Heading into the weekend so I thought I would tone down a bit from all the hysteria and acrimony bouncing around the art web. Its come to my attention that we are all feeding off each other quite well in this bathysphere of art blogging but that we do too often sound like we are speaking for our own catharsis and perhaps forget why we all started blogging in the first place - catharthis !!!. Kidding, we're all speaking to each other for the purpose of the larger discussion on practice, ART PRACTICE and meaning in all its forms and frustrations.

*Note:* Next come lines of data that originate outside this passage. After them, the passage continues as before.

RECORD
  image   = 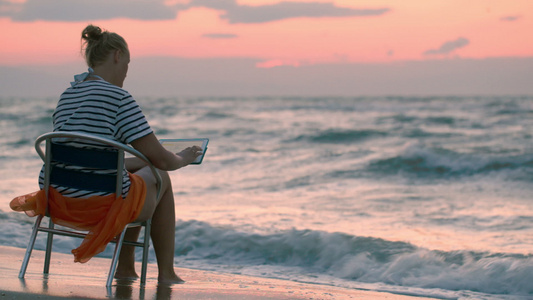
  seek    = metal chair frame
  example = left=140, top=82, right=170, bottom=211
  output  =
left=19, top=131, right=162, bottom=288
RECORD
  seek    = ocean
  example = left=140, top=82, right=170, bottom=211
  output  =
left=0, top=96, right=533, bottom=299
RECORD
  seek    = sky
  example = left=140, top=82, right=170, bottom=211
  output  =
left=0, top=0, right=533, bottom=96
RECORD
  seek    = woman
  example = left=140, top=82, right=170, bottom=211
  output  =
left=12, top=25, right=201, bottom=284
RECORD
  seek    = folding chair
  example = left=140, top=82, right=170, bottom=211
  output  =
left=19, top=132, right=161, bottom=288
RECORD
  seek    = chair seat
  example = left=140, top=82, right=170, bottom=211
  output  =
left=19, top=132, right=161, bottom=287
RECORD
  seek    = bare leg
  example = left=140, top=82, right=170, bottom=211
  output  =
left=117, top=167, right=184, bottom=284
left=151, top=187, right=184, bottom=284
left=115, top=227, right=141, bottom=280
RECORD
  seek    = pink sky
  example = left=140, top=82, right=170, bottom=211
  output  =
left=0, top=0, right=533, bottom=67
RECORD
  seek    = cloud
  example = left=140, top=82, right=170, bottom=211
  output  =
left=0, top=0, right=389, bottom=24
left=185, top=0, right=389, bottom=24
left=0, top=0, right=176, bottom=22
left=500, top=15, right=522, bottom=22
left=424, top=37, right=470, bottom=55
left=202, top=33, right=239, bottom=39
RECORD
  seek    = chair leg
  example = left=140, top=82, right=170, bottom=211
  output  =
left=43, top=218, right=54, bottom=274
left=141, top=219, right=152, bottom=286
left=19, top=215, right=43, bottom=279
left=105, top=227, right=128, bottom=287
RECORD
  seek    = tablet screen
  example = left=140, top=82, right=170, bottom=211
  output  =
left=159, top=138, right=209, bottom=164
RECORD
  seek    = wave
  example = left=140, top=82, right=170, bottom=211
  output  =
left=364, top=144, right=533, bottom=180
left=0, top=211, right=533, bottom=297
left=292, top=129, right=387, bottom=144
left=172, top=221, right=533, bottom=295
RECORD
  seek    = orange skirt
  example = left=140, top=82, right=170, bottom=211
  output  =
left=9, top=173, right=146, bottom=263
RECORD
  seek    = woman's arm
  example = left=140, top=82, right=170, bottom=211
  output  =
left=126, top=133, right=202, bottom=172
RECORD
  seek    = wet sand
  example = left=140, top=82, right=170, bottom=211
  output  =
left=0, top=246, right=430, bottom=300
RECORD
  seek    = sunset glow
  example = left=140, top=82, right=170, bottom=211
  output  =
left=0, top=0, right=533, bottom=68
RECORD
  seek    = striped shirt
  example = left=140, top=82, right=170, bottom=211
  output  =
left=39, top=80, right=152, bottom=198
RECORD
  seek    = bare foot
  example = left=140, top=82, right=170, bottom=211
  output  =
left=115, top=270, right=139, bottom=280
left=158, top=274, right=185, bottom=285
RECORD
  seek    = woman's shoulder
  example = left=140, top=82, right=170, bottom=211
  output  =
left=65, top=80, right=131, bottom=99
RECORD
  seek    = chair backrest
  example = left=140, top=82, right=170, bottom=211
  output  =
left=35, top=131, right=160, bottom=204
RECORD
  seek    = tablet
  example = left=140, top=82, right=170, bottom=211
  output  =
left=159, top=138, right=209, bottom=165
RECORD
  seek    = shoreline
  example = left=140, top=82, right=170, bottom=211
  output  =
left=0, top=246, right=434, bottom=300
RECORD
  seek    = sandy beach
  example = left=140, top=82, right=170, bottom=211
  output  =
left=0, top=246, right=440, bottom=300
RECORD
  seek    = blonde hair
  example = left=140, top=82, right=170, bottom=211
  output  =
left=81, top=24, right=129, bottom=68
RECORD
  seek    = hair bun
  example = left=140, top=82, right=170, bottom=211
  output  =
left=81, top=25, right=102, bottom=42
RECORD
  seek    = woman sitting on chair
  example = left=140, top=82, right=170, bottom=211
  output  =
left=14, top=25, right=201, bottom=284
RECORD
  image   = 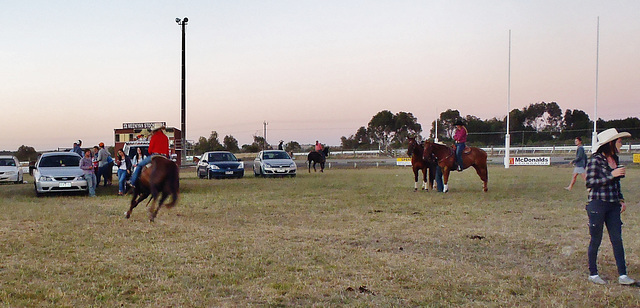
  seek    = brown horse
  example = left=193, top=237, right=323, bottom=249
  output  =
left=407, top=137, right=436, bottom=191
left=422, top=141, right=489, bottom=192
left=125, top=156, right=180, bottom=222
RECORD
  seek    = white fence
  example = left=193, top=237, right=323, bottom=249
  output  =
left=293, top=144, right=640, bottom=157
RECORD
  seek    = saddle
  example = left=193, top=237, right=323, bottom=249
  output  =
left=451, top=144, right=471, bottom=155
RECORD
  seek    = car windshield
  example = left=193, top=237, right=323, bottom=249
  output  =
left=262, top=152, right=290, bottom=159
left=209, top=153, right=238, bottom=162
left=38, top=155, right=80, bottom=167
left=0, top=158, right=16, bottom=167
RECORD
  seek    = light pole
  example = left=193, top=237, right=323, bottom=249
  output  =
left=176, top=17, right=189, bottom=164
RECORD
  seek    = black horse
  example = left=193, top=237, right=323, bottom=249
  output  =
left=307, top=147, right=329, bottom=173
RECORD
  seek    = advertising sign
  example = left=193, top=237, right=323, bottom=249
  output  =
left=122, top=122, right=167, bottom=129
left=509, top=157, right=551, bottom=166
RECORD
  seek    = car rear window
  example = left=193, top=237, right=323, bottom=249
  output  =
left=209, top=153, right=238, bottom=162
left=38, top=155, right=80, bottom=167
left=0, top=158, right=16, bottom=167
left=264, top=152, right=291, bottom=159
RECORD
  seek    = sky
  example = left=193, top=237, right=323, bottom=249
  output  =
left=0, top=0, right=640, bottom=151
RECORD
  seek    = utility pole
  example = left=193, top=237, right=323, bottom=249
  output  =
left=262, top=121, right=269, bottom=151
left=176, top=17, right=189, bottom=164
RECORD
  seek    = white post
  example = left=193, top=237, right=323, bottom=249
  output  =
left=591, top=16, right=600, bottom=153
left=504, top=30, right=511, bottom=169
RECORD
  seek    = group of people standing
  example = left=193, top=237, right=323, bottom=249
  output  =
left=71, top=131, right=154, bottom=197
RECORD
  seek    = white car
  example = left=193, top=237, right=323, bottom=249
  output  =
left=253, top=150, right=298, bottom=177
left=33, top=152, right=89, bottom=196
left=0, top=155, right=24, bottom=184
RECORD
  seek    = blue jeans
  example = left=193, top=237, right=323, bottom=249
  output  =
left=456, top=142, right=466, bottom=168
left=118, top=169, right=128, bottom=192
left=96, top=164, right=113, bottom=186
left=586, top=200, right=627, bottom=275
left=130, top=155, right=153, bottom=185
left=436, top=166, right=444, bottom=192
left=84, top=172, right=96, bottom=197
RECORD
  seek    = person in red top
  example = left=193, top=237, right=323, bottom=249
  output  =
left=128, top=124, right=169, bottom=188
left=453, top=120, right=467, bottom=171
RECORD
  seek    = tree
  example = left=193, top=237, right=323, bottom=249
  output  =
left=394, top=111, right=422, bottom=148
left=16, top=145, right=38, bottom=161
left=222, top=135, right=240, bottom=153
left=367, top=110, right=395, bottom=149
left=368, top=110, right=422, bottom=149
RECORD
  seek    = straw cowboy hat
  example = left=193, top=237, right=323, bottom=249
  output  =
left=596, top=128, right=631, bottom=151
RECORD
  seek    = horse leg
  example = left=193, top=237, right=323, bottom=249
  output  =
left=442, top=166, right=451, bottom=192
left=124, top=191, right=149, bottom=218
left=150, top=192, right=169, bottom=222
left=473, top=165, right=489, bottom=192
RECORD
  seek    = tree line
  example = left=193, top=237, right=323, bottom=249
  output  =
left=340, top=102, right=640, bottom=150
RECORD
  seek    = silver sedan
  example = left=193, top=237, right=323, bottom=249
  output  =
left=253, top=150, right=298, bottom=177
left=33, top=152, right=88, bottom=196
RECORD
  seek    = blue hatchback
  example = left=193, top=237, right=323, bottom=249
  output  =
left=196, top=151, right=244, bottom=179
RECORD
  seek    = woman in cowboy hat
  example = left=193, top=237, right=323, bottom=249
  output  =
left=453, top=120, right=467, bottom=171
left=586, top=128, right=635, bottom=285
left=128, top=123, right=169, bottom=188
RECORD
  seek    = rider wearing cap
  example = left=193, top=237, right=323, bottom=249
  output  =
left=453, top=120, right=467, bottom=171
left=129, top=124, right=169, bottom=187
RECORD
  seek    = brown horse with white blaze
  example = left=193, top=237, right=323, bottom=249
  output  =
left=422, top=141, right=489, bottom=192
left=407, top=137, right=436, bottom=191
left=125, top=156, right=180, bottom=222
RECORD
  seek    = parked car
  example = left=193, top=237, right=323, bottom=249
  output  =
left=196, top=151, right=244, bottom=179
left=253, top=150, right=298, bottom=177
left=33, top=152, right=89, bottom=196
left=0, top=155, right=24, bottom=184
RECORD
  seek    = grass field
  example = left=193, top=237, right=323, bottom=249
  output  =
left=0, top=166, right=640, bottom=307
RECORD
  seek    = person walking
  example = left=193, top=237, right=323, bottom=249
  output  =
left=80, top=149, right=96, bottom=197
left=453, top=120, right=467, bottom=171
left=586, top=128, right=635, bottom=285
left=115, top=149, right=131, bottom=196
left=564, top=137, right=587, bottom=190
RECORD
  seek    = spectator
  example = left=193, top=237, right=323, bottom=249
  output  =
left=115, top=150, right=131, bottom=196
left=80, top=149, right=96, bottom=197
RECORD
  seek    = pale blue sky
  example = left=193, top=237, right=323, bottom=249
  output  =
left=0, top=0, right=640, bottom=150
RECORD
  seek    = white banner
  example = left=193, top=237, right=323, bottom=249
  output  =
left=509, top=157, right=551, bottom=166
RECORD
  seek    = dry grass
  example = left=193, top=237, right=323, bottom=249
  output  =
left=0, top=166, right=640, bottom=307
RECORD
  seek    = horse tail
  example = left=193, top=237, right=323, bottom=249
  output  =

I'm devouring a new book by the duo of Reiser + Umemoto called the Atlas of Novel Tectonics. Having just finished a wonderful brief encounter with Edgar Allan Poe and his thoughts on composition, I thought I would share with the studio in mind for anyone reading this.
Poe on Composition-
The consideration of effects over history and narrative:
There is a radical error, I think, in the usual mode of constructing a story. Either history affords a thesis - or one is suggested by an incident of the day... I prefer commencing with the consideration of an effect. Keeping originality always in view- for he is false to himself who ventures to dispense with so obvious and so easily attainable a source of interest - I say to myself , in the first place, "oh of the innumerable effects, or impressions, of which the heart, the intellect, or (more generally ) the soul, what one shall I, on the present occasion, select?Second, the establishment of complex repitition:
As commonly used, the refrain, or burden, not only limited to lyric verse, but depends for its impression upon the force of monotone- both in sound and thought. The pleasure is deduced soley from the sense of identity - of repitition. I resolved to diversify, and so vastly heighten, the effect, by adhering, in general, to the monotone of sound, while continually varied that of thought: that is to say, I determined to produce continuously novel effects, by the variation of the application of the refrain - the refrain itself remaining, for the most part, unvaried.Poe's discussion of composition begins with a mood (rhythm/refrain) which later acquires a narrative. Novel Tectonics elaborates further:
The refrain from The Raven, "nevermore" went into the poem before the raven did, in order to generate a certain tonal affect. The narrative came only later, at the end. Continuous variation within a homogenous refrain is also the means of modulating the possible duration of an effect. Variations in thought are generated around the same sound, changing its tone. "Nevermore" is like a zero and a one, it is objectively meaningless repitition read through in various narratives. It is an expression of a certain tone and intensity with variable emotional resonances projecting from it, including humor. "Nevermore" is the migration of the diagram.It is the speed or slowness which causes the diagram to have particular and emotional resonances of understanding as well as creative staying power. The diagram or tone is the template for the practice or the act itself, which allows the artist to compose and navigate with an endless range of emotive and intellectual particularity without getting too mired in the topical (contemporary) or historical (nostalgic). Poe is genious and certianly an Art for Art Sake guy, but I think this idea of a tonal centerpiece, an intensity strategy rather, is fascinating and bodes well for hard questioning within the studio practice. It allows one to discover complex variables derived from a simple and personal constant - whatever form that diagram may take, refrain, rhythm, sound, color, melancholy, humor, etc. It hints at finding an element(s) within a process that can be constantly mined without trying to reinvent the wheel everytime you confront making. This has tremendous value, and I would argue, frees the mind to really find new routes of discovery without getting dragged down by discourse fears and demands.